Abbott warned that the upcoming flu season could be prolific and lead to greater hospitalizations if strategies are not put in place to minimize the spread of influenza.

"If that leads to greater hospitalizations, coupled with the hospitalizations we see for COVID-19 you could easily see how hospitals in this region, as well as across Texas, could be completely overrun with an inability for the hospital to take care of the medical needs of everybody in the entire region," Abbott said.

One of the strategies recommended was for Texans to get a seasonal flu vaccine as early as possible with the hopes that fewer people are made ill or need treatment in a hospital.

"We do understand we are facing a challenge of a flu season unlike any other," said Dr. Daniel Podolskly, president of UTSW. "Because of the convergence with COVID-19 ... I can't emphasize too strongly your [the governor's] message of the importance this year of getting that vaccine early so that we do everything we can to diminish the overall impact of the flu and the potential stress it will place on our ability to provide all the care needed by the people in North Texas."

Beyond prevention through a vaccine, non-pharmaceutical interventions already in place to blunt the spread of COVID-19 should also serve to inhibit the spread of influenza. Interventions such as wearing masks, washing hands and physical distancing.

"I just want to echo the theme of prevention. We want to prevent COVID-19 from spreading in our communities. We want to prevent a really bad flu season from coming upon us," said Dr. John Hellerstedt, commissioner of the Texas DSHS. "Let's stay where we are in terms of the vigilance and the discipline for the measures to prevent COVID-19, and in doing so I hope we will have the very mildest flu season in history."

Hellerstedt added that the number of statewide hospitalizations for COVID-19 is dropping and that the trend must be sustained through the flu season if we hope to end the pandemic.

Abbott said other strategies involve increases in testing for both influenza and COVID-19 and that UTSW plays an important role in that. Currently, the hospital is performing about 3,000 tests per day and Abbott said they were working on strategies that would increase that capacity to as many as 15,000 tests per day. He hinted that other considerations were being discussed that could increase testing to 40,000 tests per day, but did not say how or when that might occur.

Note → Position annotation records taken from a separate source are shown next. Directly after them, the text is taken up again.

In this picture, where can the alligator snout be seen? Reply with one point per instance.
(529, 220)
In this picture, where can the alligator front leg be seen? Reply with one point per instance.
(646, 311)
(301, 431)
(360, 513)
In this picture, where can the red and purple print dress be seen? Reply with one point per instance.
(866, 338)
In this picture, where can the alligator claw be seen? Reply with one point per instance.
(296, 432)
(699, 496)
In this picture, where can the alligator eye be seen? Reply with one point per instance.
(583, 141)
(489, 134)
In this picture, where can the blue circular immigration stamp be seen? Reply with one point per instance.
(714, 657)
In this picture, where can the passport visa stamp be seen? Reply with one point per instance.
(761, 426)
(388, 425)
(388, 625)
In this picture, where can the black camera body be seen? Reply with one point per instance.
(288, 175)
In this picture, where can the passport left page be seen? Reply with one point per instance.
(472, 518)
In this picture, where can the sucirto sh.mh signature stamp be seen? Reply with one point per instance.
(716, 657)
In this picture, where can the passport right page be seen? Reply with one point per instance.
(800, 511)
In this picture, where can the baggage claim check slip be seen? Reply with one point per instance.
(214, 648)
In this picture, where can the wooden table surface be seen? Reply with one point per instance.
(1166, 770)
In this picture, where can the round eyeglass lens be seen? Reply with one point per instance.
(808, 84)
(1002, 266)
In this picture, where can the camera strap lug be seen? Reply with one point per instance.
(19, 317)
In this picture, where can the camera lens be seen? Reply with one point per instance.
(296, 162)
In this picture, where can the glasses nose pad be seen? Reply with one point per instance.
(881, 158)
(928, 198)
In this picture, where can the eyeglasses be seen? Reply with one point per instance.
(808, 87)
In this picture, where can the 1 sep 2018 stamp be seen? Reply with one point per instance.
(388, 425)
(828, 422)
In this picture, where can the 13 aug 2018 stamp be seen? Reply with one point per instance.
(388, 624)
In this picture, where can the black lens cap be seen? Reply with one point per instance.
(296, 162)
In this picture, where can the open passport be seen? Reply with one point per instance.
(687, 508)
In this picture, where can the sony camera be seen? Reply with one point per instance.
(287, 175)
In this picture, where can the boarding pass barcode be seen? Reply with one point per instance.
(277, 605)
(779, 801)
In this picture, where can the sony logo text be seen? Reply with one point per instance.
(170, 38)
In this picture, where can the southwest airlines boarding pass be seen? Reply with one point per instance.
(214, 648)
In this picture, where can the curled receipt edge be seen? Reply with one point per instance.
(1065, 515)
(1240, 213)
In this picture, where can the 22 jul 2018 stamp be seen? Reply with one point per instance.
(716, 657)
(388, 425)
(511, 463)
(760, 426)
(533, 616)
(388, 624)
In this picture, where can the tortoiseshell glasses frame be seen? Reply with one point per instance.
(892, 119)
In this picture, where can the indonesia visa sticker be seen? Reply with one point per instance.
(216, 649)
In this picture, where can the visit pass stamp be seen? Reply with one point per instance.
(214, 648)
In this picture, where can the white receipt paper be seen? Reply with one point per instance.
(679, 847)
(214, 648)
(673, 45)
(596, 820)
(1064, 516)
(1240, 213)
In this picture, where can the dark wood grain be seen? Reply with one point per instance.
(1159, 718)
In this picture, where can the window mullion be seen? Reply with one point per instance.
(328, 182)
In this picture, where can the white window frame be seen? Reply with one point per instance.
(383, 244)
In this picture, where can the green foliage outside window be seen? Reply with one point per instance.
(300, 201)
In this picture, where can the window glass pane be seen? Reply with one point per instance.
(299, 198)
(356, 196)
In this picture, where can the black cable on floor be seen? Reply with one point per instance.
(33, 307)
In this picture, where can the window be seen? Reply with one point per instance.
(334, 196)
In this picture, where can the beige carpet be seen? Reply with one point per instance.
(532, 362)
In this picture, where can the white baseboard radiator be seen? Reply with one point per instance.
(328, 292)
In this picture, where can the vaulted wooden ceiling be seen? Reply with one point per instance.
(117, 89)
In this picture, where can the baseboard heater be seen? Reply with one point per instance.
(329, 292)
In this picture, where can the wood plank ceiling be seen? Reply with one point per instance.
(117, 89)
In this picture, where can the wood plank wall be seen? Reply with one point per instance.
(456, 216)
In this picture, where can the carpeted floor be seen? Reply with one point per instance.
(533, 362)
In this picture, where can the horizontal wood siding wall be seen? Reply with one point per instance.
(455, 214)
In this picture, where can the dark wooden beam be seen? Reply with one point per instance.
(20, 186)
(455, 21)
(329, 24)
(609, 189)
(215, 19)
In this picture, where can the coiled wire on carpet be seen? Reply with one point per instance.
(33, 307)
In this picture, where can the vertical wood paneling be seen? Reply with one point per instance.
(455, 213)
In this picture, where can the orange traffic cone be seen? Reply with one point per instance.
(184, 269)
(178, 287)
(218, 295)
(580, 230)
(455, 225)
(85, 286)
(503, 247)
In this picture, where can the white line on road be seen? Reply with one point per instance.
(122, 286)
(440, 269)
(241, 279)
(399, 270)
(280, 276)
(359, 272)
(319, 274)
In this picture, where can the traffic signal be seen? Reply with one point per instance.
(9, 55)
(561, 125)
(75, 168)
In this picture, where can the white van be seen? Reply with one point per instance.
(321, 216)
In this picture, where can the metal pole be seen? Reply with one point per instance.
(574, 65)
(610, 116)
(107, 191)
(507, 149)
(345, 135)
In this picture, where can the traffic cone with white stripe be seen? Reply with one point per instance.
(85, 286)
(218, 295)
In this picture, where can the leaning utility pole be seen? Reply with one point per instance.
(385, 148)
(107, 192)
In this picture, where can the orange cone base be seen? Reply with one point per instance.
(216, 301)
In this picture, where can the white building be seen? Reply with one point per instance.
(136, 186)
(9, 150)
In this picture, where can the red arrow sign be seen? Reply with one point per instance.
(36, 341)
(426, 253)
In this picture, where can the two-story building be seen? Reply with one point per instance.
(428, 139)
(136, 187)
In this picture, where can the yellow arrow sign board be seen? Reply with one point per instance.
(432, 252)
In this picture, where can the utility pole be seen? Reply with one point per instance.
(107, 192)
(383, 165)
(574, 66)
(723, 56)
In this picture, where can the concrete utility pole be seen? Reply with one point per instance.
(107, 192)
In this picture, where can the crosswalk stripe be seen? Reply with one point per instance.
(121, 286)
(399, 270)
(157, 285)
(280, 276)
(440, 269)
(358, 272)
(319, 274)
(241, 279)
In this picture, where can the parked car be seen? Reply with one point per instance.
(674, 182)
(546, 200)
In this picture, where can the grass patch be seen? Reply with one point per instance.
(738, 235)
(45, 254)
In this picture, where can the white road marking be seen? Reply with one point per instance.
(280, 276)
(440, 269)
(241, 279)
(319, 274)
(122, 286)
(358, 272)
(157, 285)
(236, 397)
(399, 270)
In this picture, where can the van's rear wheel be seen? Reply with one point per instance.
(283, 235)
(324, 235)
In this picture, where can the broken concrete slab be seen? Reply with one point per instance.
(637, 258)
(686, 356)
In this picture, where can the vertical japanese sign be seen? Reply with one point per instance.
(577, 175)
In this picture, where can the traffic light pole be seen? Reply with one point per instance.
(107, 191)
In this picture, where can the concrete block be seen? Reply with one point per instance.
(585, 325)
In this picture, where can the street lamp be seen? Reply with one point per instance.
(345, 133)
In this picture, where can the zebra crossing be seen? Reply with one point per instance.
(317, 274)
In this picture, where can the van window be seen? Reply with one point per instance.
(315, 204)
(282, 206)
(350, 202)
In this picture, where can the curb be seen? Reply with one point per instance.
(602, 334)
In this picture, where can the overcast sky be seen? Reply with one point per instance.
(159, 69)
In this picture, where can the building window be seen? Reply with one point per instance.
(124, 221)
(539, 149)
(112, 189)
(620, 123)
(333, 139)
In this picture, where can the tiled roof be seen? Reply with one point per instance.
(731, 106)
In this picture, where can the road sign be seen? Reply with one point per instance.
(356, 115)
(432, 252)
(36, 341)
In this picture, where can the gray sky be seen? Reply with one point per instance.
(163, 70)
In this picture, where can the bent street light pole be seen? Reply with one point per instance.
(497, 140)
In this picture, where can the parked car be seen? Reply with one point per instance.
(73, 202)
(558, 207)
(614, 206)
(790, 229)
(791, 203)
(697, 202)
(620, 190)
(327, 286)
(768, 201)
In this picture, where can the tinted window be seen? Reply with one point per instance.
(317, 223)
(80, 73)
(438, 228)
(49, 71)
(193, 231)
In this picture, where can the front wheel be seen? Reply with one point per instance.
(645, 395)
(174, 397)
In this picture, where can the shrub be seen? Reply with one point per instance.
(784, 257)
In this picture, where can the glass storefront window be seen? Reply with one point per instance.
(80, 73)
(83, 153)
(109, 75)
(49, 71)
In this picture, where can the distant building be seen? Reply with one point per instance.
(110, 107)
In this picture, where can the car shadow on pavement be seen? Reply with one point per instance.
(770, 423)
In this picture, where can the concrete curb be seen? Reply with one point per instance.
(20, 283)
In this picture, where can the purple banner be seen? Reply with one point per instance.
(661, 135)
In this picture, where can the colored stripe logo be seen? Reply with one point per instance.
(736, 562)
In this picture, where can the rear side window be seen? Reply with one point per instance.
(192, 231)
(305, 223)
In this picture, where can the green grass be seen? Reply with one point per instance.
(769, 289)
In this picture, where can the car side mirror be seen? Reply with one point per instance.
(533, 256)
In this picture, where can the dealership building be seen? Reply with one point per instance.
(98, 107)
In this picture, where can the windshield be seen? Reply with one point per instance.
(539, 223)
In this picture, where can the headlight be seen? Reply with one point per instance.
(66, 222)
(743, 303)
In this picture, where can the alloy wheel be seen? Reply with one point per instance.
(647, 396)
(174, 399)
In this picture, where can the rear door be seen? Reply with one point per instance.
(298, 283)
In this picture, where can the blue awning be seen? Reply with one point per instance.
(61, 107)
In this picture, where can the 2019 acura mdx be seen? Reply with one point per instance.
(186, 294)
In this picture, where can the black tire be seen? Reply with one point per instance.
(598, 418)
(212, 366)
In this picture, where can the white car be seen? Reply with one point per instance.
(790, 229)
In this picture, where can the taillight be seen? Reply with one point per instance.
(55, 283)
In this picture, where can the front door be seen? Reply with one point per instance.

Of the testing capability in the state, Nim Kidd, the Chief of the Texas Division of Emergency Management, said Thursday that there are currently 1,700 COVID-19 testing sites across the state and that fewer than 50 of those are state-sponsored leaving most existing in the private sector.

Finally, PPE, or personal protection equipment, continues to be a premium. Abbott said the state has already issued 130 million masks, 33 million pair of gloves, 8 million gowns and 4 million face shields to healthcare providers and that an additional 60 million masks and 560,000 gallons of hand sanitizer have been provided to Texas schools. Abbott said more masks will be provided over the course of the school year.

Though the flu season is on the horizon, Abbott warned that "We are not at all anywhere close to being in a safe situation with COVID-19. People need to understand that just because COVID-19 numbers are improving in this region does not mean that COVID-19 has suddenly left the Dallas-Fort Worth area or the state of Texas or the United States of America. It still exists."

"Until we have treatments, anybody, anywhere has the ability to both spread and contract COVID-19 and can lead to the overrunning of hospitals as well as lead to the deaths that have been on a dramatic increase in the state of Texas.